Elizabeth Brooke’s text deftly evokes ambience and stirs the imagination with richly layered descriptions. At Higashiyama in Aizu-Wakamatsu she writes, “To sleep, perhaps to dream among blossoms of azalea or cherry pink. These verdant trees are awash in fiesta colors in March and April and May. Views from the Momiji (Maple) Room make guests feel like their futon are floating among the trees.”

She has an eye for the telling detail that captures the sense of grace and tradition that permeates these gorgeously photographed inns. She takes us to Ishikawa-ken where we see the “sparkle of snow on cedar. The chilling thrill of stepping across a footbridge to sip sake in a villa that once served as a weekend retreat for a member of the Imperial family . . . . With its Kaga red walls, so colored to honor the local lord, its Sukiya design using sliding paper doors, cushioned tatami space and slivers of alcove for a single blossom, a silk scroll, the Ochin-no-Ma room is exemplary of the refined living spaces at Araya Totoan.”

In Gunma we discover a modern jewel, Senjyuan (Small Hermitage for a Long Life), renowned both for its artful cuisine and award-winning architecture. Each room has its own bath that shares stunning views of Mount Tanigawa, whose appearance shifts dramatically with the weather.

This cosseting ryokan based on “the humble simplicity of tea cottages of the Muromachi period (1333-1573) . . . celebrates natural materials: plaster, bamboo, fragile Japanese paper, polished Japanese cypress.” Hermitages like these certainly make one eager to extend life if only to enjoy such sybaritic pleasures.

An ode to the simplicity found at Yusai in Kumamoto’s Kurokawa Onsen begins with: “Reflections serene, surreal. Towering trees on warm, still waters. The contented smile of a welcoming stone deity. The glow of lantern light and the fascinating dynamic of shadow play.
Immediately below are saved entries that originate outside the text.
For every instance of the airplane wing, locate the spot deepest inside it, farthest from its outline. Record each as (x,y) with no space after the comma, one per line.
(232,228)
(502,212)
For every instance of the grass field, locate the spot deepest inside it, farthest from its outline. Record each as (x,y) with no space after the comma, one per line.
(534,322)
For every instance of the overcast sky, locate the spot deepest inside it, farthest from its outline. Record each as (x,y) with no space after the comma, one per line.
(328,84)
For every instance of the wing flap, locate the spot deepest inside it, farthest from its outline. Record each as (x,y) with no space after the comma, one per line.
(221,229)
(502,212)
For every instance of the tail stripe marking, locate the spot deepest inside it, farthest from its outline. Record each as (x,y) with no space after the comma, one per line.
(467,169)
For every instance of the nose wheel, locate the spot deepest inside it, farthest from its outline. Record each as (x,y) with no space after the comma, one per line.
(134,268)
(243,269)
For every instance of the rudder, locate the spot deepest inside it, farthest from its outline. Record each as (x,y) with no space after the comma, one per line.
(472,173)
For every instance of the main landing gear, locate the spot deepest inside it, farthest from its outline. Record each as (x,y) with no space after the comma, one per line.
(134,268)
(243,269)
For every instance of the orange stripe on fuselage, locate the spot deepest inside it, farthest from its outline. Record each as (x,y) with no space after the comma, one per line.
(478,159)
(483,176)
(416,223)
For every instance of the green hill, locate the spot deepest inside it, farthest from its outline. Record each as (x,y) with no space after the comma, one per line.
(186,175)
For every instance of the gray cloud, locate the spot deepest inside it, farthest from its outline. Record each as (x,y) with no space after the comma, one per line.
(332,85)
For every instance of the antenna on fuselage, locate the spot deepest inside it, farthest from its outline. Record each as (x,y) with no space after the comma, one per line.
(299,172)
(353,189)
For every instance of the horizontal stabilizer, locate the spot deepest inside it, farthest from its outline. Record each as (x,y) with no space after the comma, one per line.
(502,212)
Humble imagery enchants.”

While this fine montage will certainly enhance anyone’s coffee table, the suggestions and travel information ensure that it will also get extensive practical use. We read about the genteel etiquette of the bath, the seasonal offerings and intimate descriptions that will help travelers get the most out of their encounters with the understated charms of these remarkable inns. But it is the numinous photos that will draw readers back time and time again to linger over scenes that remind us of what is often all too neglected.